The host who had a provisional contract with Sanghyun was Yoshiki, who was in charge of the PP division, not the Curtain Call Tour. And there were no special clauses in the provisional contract. Therefore, EMI Music and Sony Music had to pay the copyright for the performance video of FiveSix that was distributed ‘without permission’.
And the host was H&R INC and Hadel Raines, who returned to the popular music scene after 10 years.
-Kyaaaaaaak!
-FiveSix!!
As the favorable views of American hip-hop fans mixed with the Asian reaction, Sanghyun’s stage gradually heated up.
Sanghyun’s popularity was increasing as he toured.
The power of Worldstarhiphop, HiphopDX, Undergroundhiphop, and YouTube, which are popular with hip-hop fans across the United States, was enormous.
Of course, there were also disapproving views and critical voices. In some areas, black gangs even threatened Sanghyun on stage.
But Sanghyun didn’t care. He had already expected this level of threat and prejudice, and he had experienced it in LA.
Nothing dangerous would happen. Hadel Raines was by no means a sloppy manager.
The tour continued with fantastic times.
Sony Music, which learned that Sanghyun belonged to a company called H&R INC, was still keeping Sanghyun as PP’s opening rapper because they didn’t want to raise his pay for no reason.
But no matter what anyone said, Sanghyun was participating in the tour as a proud lineup member.
As time passed, in early April.
The Curtain Call Tour arrived in the last city to wrap up its California schedule.
The second largest metropolitan area in the United States after New York.
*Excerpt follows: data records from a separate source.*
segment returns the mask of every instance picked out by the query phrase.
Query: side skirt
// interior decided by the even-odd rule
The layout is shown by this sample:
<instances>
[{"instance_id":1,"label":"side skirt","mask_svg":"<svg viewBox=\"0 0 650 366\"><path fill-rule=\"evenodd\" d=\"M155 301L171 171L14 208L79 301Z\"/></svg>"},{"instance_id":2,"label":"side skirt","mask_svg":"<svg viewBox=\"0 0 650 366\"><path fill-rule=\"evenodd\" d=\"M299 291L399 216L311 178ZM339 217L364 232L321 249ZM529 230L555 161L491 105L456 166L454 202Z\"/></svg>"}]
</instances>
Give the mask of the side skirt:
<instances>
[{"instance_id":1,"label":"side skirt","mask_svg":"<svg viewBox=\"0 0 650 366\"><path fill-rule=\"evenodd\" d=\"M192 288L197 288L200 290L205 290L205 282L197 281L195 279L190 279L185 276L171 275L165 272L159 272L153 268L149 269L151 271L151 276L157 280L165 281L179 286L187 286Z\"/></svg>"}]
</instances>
The home of Hollywood, the center of the American film market.
The place where the most Korean immigrants live in the United States.
The City of Angels.
Los Angeles.
He left as a hype man, but he wasn’t when he returned.
Four months after Compton Black Block, Sanghyun, who returned to LA, had already gone beyond ‘LA’s underground musician’, which was his starting point, and was approaching the next stage.